Desiring to be prepared for a hard disk drive failure in home server applications like NAS often leads to some kind of RAID setups. Since I want to balance data security versus energy consumption, my current compromise according to that is to avoid a RAID (too many disks spin up if I only want to access one file), but to sync the primary hard drives once a week to secondary hard drives. Like that, the worst case is that I lose one week of data if one of the primary HDDs fail, and the secondary HDDS sleep most of the time, consuming just some milliwatts - and don't annoy me with their noise ;-).

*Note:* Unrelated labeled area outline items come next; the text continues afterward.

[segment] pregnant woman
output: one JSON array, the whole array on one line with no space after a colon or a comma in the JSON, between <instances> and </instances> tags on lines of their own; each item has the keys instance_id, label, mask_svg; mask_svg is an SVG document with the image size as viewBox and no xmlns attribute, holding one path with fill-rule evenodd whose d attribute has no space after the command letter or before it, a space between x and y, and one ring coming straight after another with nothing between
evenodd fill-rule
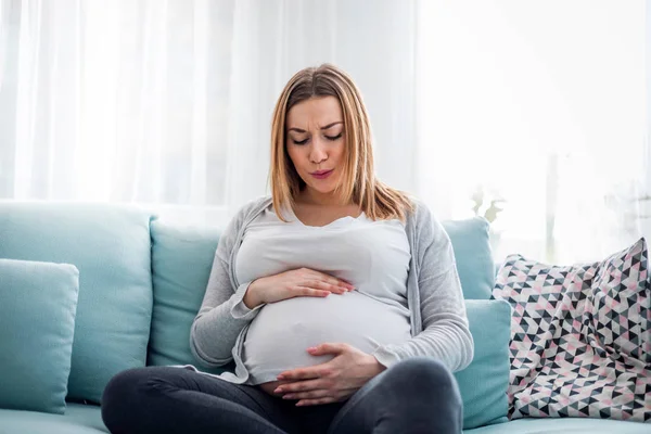
<instances>
[{"instance_id":1,"label":"pregnant woman","mask_svg":"<svg viewBox=\"0 0 651 434\"><path fill-rule=\"evenodd\" d=\"M117 374L113 433L460 433L451 372L473 341L450 240L374 175L369 116L332 65L273 113L271 197L219 239L190 346L197 365Z\"/></svg>"}]
</instances>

For that, I use rsync with the following options:
rsync --del -aPEh /.../source/ /.../target
Now I experienced the fact, that the storage consumption on the primary and the secondary HDD deviates quite heavily. For instance, I had about 600 GBs difference between the primary HDD and the secondary HDD, both 4 TB devices. Digging into it (and assuming one disk to be broken) I finally found the explanation: There are many incremental backups from other servers and desktop computers on the primary HDD, and these are using hard links for all not-changed files between the incremental backup snap shots. Rsync, surprisingly to me, preserves soft links while using the popular -a (--archive) option, but not hard links. Consequently, each hard link to one file on the primary HDD resulted on the secondary HDD in the duplication of this file to the amount of referencing hard links , thus consuming a lot more disk space on the secondary HDD.
Even if the finding of this fact took a lot more time than I expected, the solution is rather simple: just set the -H option and hard links are used on the secondary HDD as well as on the primary one. The command looks like this then:
rsync --del -aPEhH /.../source/ /.../target
... and everything works just fine ;-)